Autograd

In PyTorch’s computation graph, there are only two types of elements: data (tensors) and operations (ops).

Operations include: addition, subtraction, multiplication, division, square root, exponentiation, trigonometric functions, and other differentiable operations.

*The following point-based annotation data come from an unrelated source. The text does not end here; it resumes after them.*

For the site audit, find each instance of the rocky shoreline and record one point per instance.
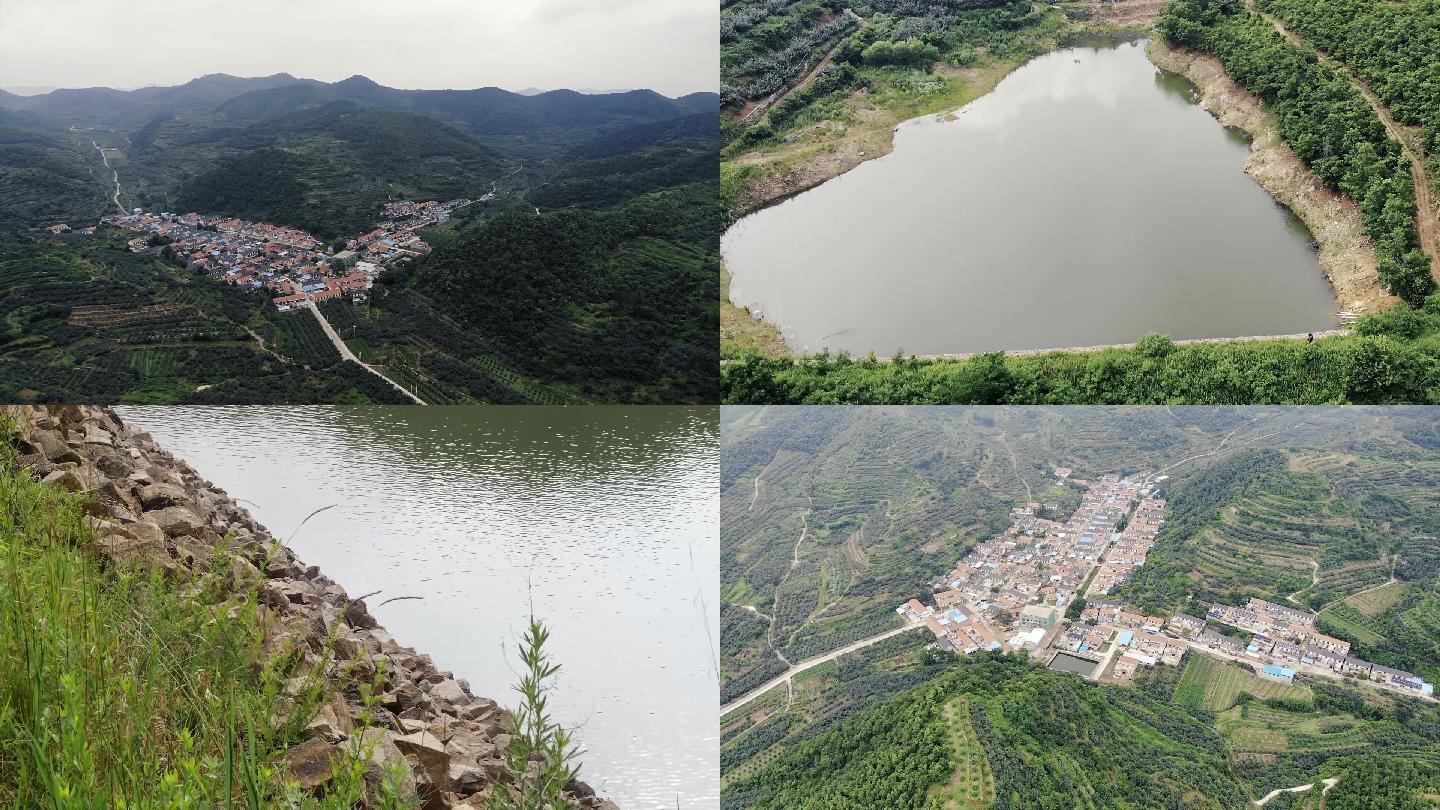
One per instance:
(1347, 254)
(153, 509)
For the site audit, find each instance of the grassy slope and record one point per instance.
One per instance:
(123, 686)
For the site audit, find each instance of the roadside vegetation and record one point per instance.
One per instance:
(1387, 45)
(1393, 356)
(1325, 120)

Data has leaf nodes which are created by user and non-leaf node. The difference is after back propagation, gradient of non-leaf nodes will be released to save memory. If we want to retain non-leaf node gradient, we have to use retain_grad.

Tensor

Tensor in Pytorch has the following attributes:

data: stored data
require_grad: whether need to compute gradient. Self-defined leaf nodes usually default require_grad as False, and non-leaf nodes default as True. Neural network weights default as True.
grad: grad holds the value of gradient. Each time when performing a backward computation, you need to reset (zero out) the gradients from the previous step; otherwise, the gradient values will keep accumulating.
grad_fn: This is the backward function used to calculate the gradient. Leaf nodes usually have None for their grad_fn, and only the result nodes have a valid grad_fn, which indicates the type of gradient function.
is_leaf

Gradient Computation

There are two ways to compute grad in Pytorch.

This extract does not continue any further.